Chemotherapy drugs used include: busulfan (Myleran [oral] Busulfex [intravenous]), hydroxyurea (Hydrea, Apo-hydroxyurea, Gen-hydroxyurea) and cytarabine (Cytosar, Ara-C).

A splenectomy (surgical removal of the spleen) can be performed if the spleen becomes enlarged and painful, and also when chemotherapy or radiation therapy does not help to make the spleen smaller. The spleen can also be removed to help improve blood cell counts.

As in the case of other leukemia subtypes, radiotherapy and supportive therapy may also be used.

Anatomy and physiology of blood

The blood is composed of fluid (called plasma) and solid cells. The bone marrow is the soft, spongy substance in the center of the bones where the blood cells are produced.

Structure of blood

hematopoiesis
Hematopoiesis (Click to enlarge)
In adults, the most active bone marrow is found in the bones of the pelvis and shoulders, the bones of the back (vertebrae), the ribs, the sternum and the skull. The immature blood cells found in the bone marrow are called stem cells. Stem cells can also be found in small amounts in the bloodstream (they are called peripheral blood stem cells).

All our blood cells develop from stem cells. The process of developing blood cells is called hematopoiesis. In the early stages of development of blood cells, stem cells begin to develop along the lymphoid or myeloid cell line. In both cell lines, the stem cells become blasts, which are still immature cells. During the last stage of cell development, blasts mature into three types of blood cells called red blood cells, platelets, and white blood cells.

Blood function

The main function of blood is to supply nutrients, remove waste from cells, transport hormones to tissues and protect the body against harmful microorganisms. Each type of blood cell has a specific job. Red blood cells carry oxygen from the lungs to the rest of the body and return carbon dioxide to the lungs. Platelets form blood clots in damaged vessels to stop bleeding. White blood cells (leukocytes) help to prevent and fight infection by bacteria and viruses, and destroy other cells or foreign substances.
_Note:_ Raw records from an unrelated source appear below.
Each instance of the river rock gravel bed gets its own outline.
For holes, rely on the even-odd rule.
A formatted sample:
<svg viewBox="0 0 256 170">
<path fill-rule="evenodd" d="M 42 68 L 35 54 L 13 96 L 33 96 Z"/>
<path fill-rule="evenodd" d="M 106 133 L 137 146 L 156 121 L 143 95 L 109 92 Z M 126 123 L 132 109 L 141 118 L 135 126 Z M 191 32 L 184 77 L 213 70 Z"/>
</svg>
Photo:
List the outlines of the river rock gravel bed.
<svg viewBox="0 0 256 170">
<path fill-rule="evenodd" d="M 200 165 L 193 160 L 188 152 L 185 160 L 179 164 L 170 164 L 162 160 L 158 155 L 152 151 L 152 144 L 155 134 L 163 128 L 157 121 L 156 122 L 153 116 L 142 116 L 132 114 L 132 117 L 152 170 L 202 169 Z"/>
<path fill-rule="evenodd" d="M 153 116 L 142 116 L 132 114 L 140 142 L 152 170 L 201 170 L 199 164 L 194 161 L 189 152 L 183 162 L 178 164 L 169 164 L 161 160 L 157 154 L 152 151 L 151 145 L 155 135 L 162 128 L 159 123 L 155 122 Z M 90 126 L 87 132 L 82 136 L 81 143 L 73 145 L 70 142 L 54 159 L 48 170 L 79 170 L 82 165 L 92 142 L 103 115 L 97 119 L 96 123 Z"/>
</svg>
Types of white blood cells

White blood cells are classified as lymphocytes, granulocytes and monocytes.

- Lymphocytes (from the lymphoid cell line). Lymphocytes produce antibodies to fight infections. They are found in the lymph nodes, the thymus, the spleen, the tonsils, the adenoids, the bone marrow and in the lymphatic tissue in other parts of the body such as the stomach and the intestinal lining. There are several types: B cells (which produce antibodies to fight bacteria, viruses and fungi), T cells (which activate B cells to produce antibodies) and natural killer (NK) cells (which attack foreign cells).


- Granulocytes (from the myeloid cell line). Granulocytes destroy bacteria to fight infections. There are three types: neutrophils (which are the main cells that fight the infection, ingesting or phagocytose foreign cells), eosinophils (which help control inflammation and allergic reactions, and attack and destroy certain parasitic organisms), and basophils (which they play a role in certain allergic reactions).

- Monocytes (from the myeloid cell line). Monocytes help fight infection by ingesting substances such as bacteria and fungi.